An engineering team from the University of Johannesburg (UJ) has designed and developed a portable 3D-printed mechanical ventilator that has a customisable base plate to treat multiple patients.
The ventilator, named Aura Imprimere – meaning a breeze of air provided by printing – also allows off-grid operations for up to 1.5 hours should electricity supply be cut.
UJ Department of Mechanical Engineering Science head and project team leader Professor Tien-Chien Jen says the “unique 3D printable ventilator” uses a microcontroller to control the operation of the two motors.
“By adjusting the speed and direction of rotation of the motors, it is possible to obtain a pressure-time profile that is suitable for the respiratory assistance of patients.
“Its components are also designed in such a way that it can be easily assembled, on site in cities, rural areas, or remote areas,” he adds.
The microcontroller monitors the pressure inside the ambu-bag by using a pressure sensor.
If the pressure sensor picks up irregularities in the pressure, the motor controller will intervene to correct these issues.

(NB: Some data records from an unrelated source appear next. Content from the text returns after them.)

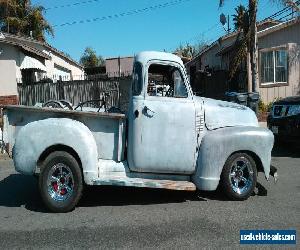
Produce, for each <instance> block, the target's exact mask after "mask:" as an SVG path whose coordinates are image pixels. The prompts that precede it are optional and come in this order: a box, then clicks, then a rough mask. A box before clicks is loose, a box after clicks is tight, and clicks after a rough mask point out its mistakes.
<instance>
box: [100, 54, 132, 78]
mask: <svg viewBox="0 0 300 250" xmlns="http://www.w3.org/2000/svg"><path fill="white" fill-rule="evenodd" d="M133 61H134V57H132V56H128V57H113V58H107V59H105V66H106V75H107V76H108V77H120V76H131V75H132V70H133Z"/></svg>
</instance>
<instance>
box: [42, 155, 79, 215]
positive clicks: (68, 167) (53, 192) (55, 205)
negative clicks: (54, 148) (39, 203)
mask: <svg viewBox="0 0 300 250" xmlns="http://www.w3.org/2000/svg"><path fill="white" fill-rule="evenodd" d="M39 189H40V193H41V196H42V199H43V201H44V203H45V205H46V206H47V208H49V209H50V210H51V211H53V212H59V213H64V212H69V211H71V210H73V209H74V208H75V206H76V205H77V203H78V201H79V200H80V198H81V194H82V190H83V181H82V172H81V169H80V166H79V164H78V162H77V160H76V159H75V158H74V157H73V156H72V155H70V154H69V153H67V152H63V151H57V152H54V153H51V154H50V155H49V156H48V157H47V158H46V160H45V161H44V163H43V166H42V168H41V173H40V177H39Z"/></svg>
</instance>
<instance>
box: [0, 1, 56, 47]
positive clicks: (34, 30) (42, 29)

It is also important that the mechanical arms of the ventilator operate in unison, explains Jen.
“Sensors that monitor the position of the ventilator arms are used to enable the microcontroller to keep the mechanical arms of the ventilator in sync.”
The UJ-led team plans to distribute the active breathing circuit system on an open-source basis, making the software and designs freely available so that it can be produced anywhere in the world, provided that the producers own a 3D printer.
Aura Imprimere is based on a reciprocating engine piston and crank design.
The motors were extracted from locally bought electric screwdrivers.
The ventilator allows for electronic components, such as a control resistor, variable resistor, and a small programmable computer to be used.
These electronic components can customise the pulse needed for the patient and can vary the speed of the pulsation.
The design is such that the friction between moving parts is minimised.
“The ambu-bag comes in different sizes, and the invention can be custom changed with ease, on site, according to the patient age, condition, and breathing necessity,” notes Jen.
“This is due to the meshed base plates that allows the clamps, mechanism, electrical housing, and so forth, to be reoriented and placed as the consumer pleases – as inspired by Lego-type designs.”